As I spoke, the small hairs on the back of his neck stood up and and his aura shifted towards me. He shivered unconsciously and turned the page.
I left his apartment.
3.
We were in Pauline’s apartment.
She was drinking an apple martini and I wasn’t, which was a damn shame. At the moment, I was sitting in an old wingback chair and she was on the couch, one bare foot up on a hand-painted coffee table which could have doubled for a modern piece of abstract art.
“If you ever need any extra money,” I said, “you could always sell your coffee table on eBay.”
“It’s not for sale,” she said. “Ever.”
“What if you were homeless and living on the streets and needed money?”
“Then I would be homeless and living on the streets with the world’s most bitchen hand-painted coffee table.”
Her name was Pauline and she was a world-famous medium. She could hear me, see me and sometimes even touch me. Hell, she could even read my thoughts, which was a bit disconcerting for me. She was a full-figured woman, with perhaps the most beautiful face I had ever seen. She often wore her long brown hair haphazardly, a look that would surely have your average California girl running back to the bathroom mirror.

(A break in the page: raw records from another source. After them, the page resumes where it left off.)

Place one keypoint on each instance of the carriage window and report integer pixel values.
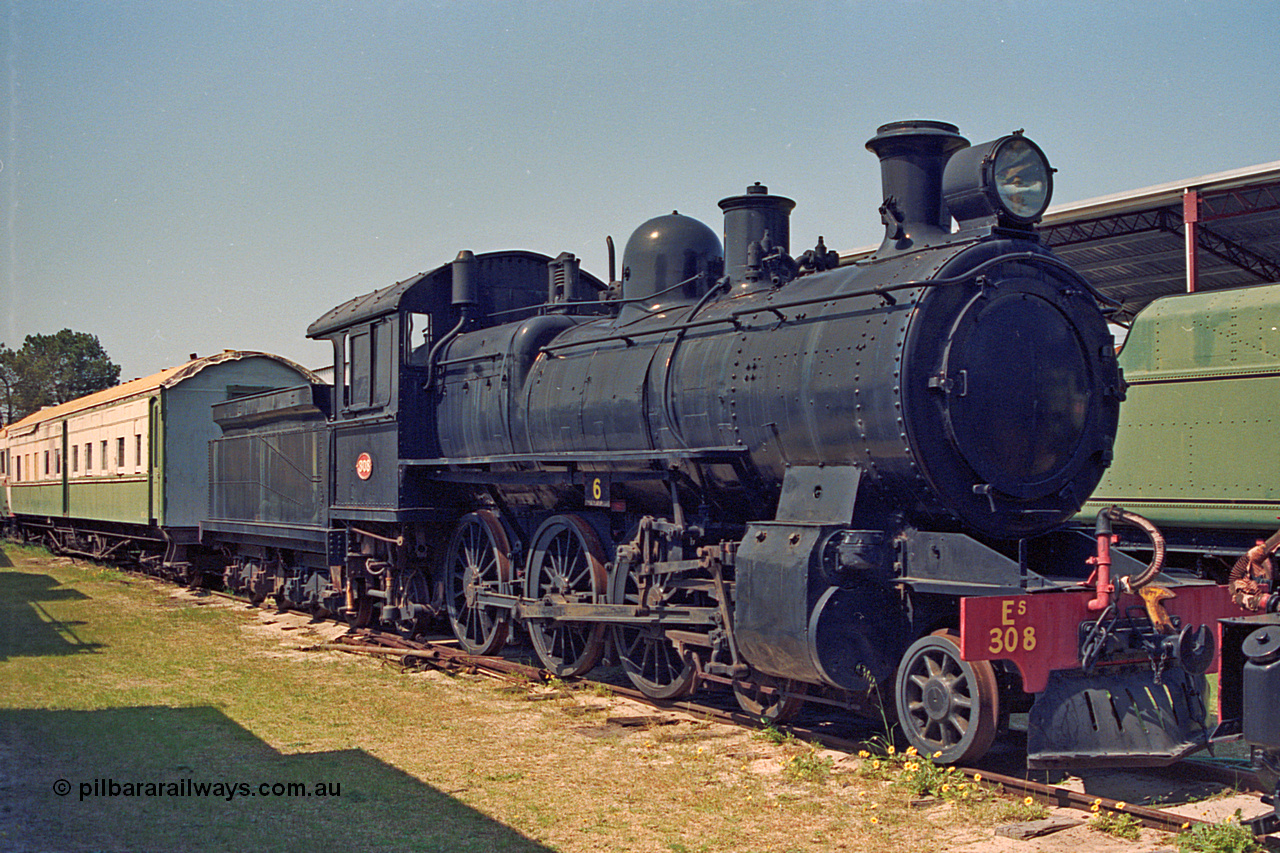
(360, 346)
(370, 359)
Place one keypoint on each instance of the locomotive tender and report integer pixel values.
(799, 479)
(1201, 370)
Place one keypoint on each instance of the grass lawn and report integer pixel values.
(188, 705)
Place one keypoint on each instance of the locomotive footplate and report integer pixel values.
(1139, 702)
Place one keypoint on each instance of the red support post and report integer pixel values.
(1191, 227)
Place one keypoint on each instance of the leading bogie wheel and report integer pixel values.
(949, 708)
(478, 560)
(566, 565)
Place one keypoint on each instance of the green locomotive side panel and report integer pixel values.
(1205, 336)
(1201, 414)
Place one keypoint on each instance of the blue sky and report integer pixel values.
(188, 177)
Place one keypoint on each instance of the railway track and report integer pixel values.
(444, 656)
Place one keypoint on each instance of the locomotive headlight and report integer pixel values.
(1008, 178)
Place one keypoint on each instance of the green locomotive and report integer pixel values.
(1193, 448)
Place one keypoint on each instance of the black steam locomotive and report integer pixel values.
(796, 478)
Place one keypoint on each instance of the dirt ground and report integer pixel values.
(1070, 833)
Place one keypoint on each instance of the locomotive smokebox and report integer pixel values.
(754, 218)
(913, 156)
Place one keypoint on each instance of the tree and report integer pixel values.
(51, 369)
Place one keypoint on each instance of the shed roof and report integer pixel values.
(1132, 245)
(167, 378)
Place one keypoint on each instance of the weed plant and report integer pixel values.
(1114, 822)
(1226, 836)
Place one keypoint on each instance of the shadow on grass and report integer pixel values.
(192, 779)
(26, 628)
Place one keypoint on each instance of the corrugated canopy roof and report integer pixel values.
(1133, 245)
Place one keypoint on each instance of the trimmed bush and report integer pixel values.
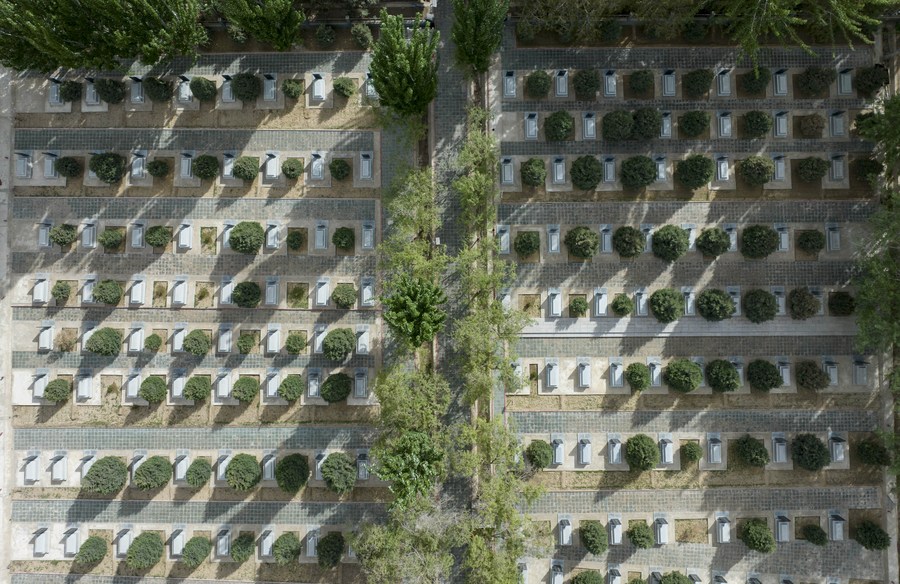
(640, 535)
(751, 452)
(343, 238)
(638, 376)
(106, 476)
(622, 305)
(339, 472)
(667, 305)
(108, 166)
(243, 472)
(757, 536)
(715, 305)
(760, 306)
(539, 454)
(683, 375)
(92, 551)
(106, 342)
(527, 243)
(763, 375)
(197, 343)
(722, 376)
(618, 125)
(809, 452)
(629, 241)
(670, 242)
(336, 387)
(292, 472)
(537, 85)
(694, 171)
(534, 172)
(286, 549)
(758, 241)
(153, 389)
(641, 452)
(695, 84)
(587, 172)
(802, 304)
(582, 242)
(637, 172)
(812, 241)
(330, 549)
(198, 473)
(811, 376)
(693, 123)
(155, 472)
(247, 294)
(594, 536)
(145, 551)
(756, 170)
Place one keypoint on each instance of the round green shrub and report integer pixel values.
(291, 388)
(594, 536)
(722, 376)
(802, 304)
(145, 551)
(339, 472)
(336, 387)
(58, 390)
(751, 452)
(670, 242)
(108, 292)
(638, 172)
(330, 550)
(763, 375)
(243, 472)
(638, 376)
(338, 343)
(153, 389)
(618, 125)
(198, 473)
(106, 476)
(155, 472)
(108, 166)
(537, 85)
(667, 305)
(756, 170)
(641, 452)
(693, 123)
(809, 452)
(587, 172)
(757, 536)
(534, 172)
(811, 376)
(343, 238)
(760, 306)
(92, 551)
(582, 242)
(694, 171)
(292, 472)
(715, 305)
(286, 549)
(758, 241)
(527, 243)
(628, 241)
(106, 342)
(247, 294)
(197, 343)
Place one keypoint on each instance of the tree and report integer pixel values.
(478, 30)
(414, 310)
(276, 22)
(404, 71)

Pauline was not your average California girl. She wasn’t your average girl by any definition, spending as much of her time in the world of the dead as in the world of the living. Luckily, she just so happened to live in the very building I was presently haunting.
“Yeah, lucky me,” said Pauline, picking up on my thoughts.

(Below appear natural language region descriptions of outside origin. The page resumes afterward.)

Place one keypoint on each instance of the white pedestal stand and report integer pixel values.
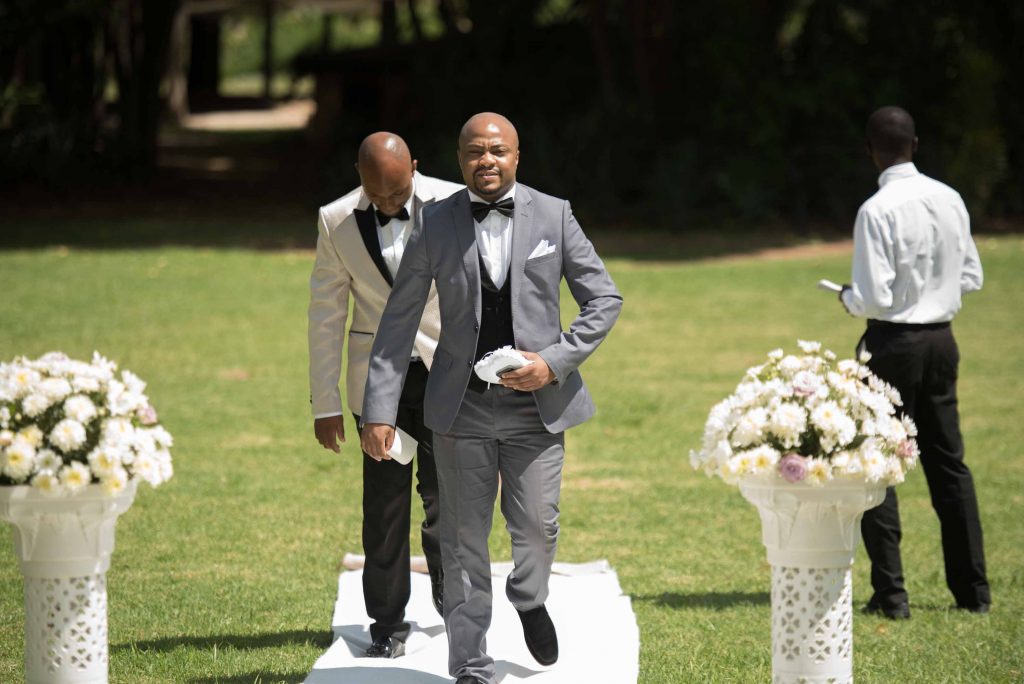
(64, 545)
(811, 533)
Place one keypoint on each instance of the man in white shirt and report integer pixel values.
(913, 258)
(361, 241)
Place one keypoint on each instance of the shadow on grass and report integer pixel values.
(320, 639)
(253, 678)
(709, 600)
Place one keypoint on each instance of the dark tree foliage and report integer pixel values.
(644, 110)
(58, 60)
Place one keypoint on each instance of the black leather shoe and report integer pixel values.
(437, 591)
(386, 647)
(898, 611)
(980, 609)
(540, 634)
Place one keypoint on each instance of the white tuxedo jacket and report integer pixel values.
(349, 262)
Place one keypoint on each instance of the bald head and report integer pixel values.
(386, 169)
(488, 155)
(382, 148)
(488, 123)
(891, 136)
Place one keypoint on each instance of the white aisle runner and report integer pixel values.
(598, 638)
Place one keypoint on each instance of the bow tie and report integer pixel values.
(481, 209)
(383, 218)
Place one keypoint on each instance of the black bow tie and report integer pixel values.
(481, 209)
(383, 218)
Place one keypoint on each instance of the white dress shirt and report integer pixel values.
(494, 240)
(912, 253)
(394, 236)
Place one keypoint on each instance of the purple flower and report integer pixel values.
(146, 415)
(793, 467)
(805, 384)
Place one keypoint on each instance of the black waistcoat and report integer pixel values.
(496, 314)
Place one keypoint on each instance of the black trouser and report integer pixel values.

She did her readings out of a small office near downtown Los Angeles, usually working with just one or two clients a day. Some of her sessions lasted longer than others and tonight she was home later than usual, hitting the booze hard, as she often did. I wou
ldn’t call her a drunk, but she was damn close to being one.
“I’m not a drunk,” Pauline said absently, reading my thoughts again. “I can stop any time I want. The booze just helps me...release.”
“Release?” I asked.
“Yeah, to forget. To unwind. To uneverything.”
“You should probably not drink so much,” I said.
She regarded me over her martini glass. Her eyes were bloodshot. Her face gleamed with a fine film of sweat. She wasn’t as attractive when she was drunk.
“Thanks,” she said sarcastically. “And do you even remember what it’s like being drunk?”
I thought about that. “A little. And that was below the belt.”
“Do you even have a belt?”
I looked down at my slightly glowing ethereal body. Hell, even my clothing glowed, which was the same clothing I had been wearing on the night I was murdered two years ago: a white tee shirt and long red basketball shorts, my usual sleeping garb. I was barefoot and I suspected my hair was a mess, since I had been shot to death in my sleep. Dotting my body were the various bloody holes where the bullets had long ago entered my living flesh.
“No belt,” I said. “Then again, no shoes, either.”
She laughed, which caused some of her martini to slosh over the rim. She cursed and licked her fingers like a true alcoholic.
“Oh, shut up,” she said.
“Waste not, want not,” I said.
She glared at me some more as she took a long pull on her drink. When she set it down, she missed the center of the cork coaster by about three inches. Now part of the glass sat askew on the edge of the coaster, and the whole thing looked like it might tip over. She didn’t notice or care.
Pauline worked with spirits all day. Early on, she had tried her best to ignore my presence. But I knew she could see me, and so I pursued her relentlessly until she finally acknowledged my existence.
“And now I can’t get rid of you,” she said.
“You love me,” I said. “Admit it.”
“Yeah,” she said. “I do. Call me an idiot, but I do.”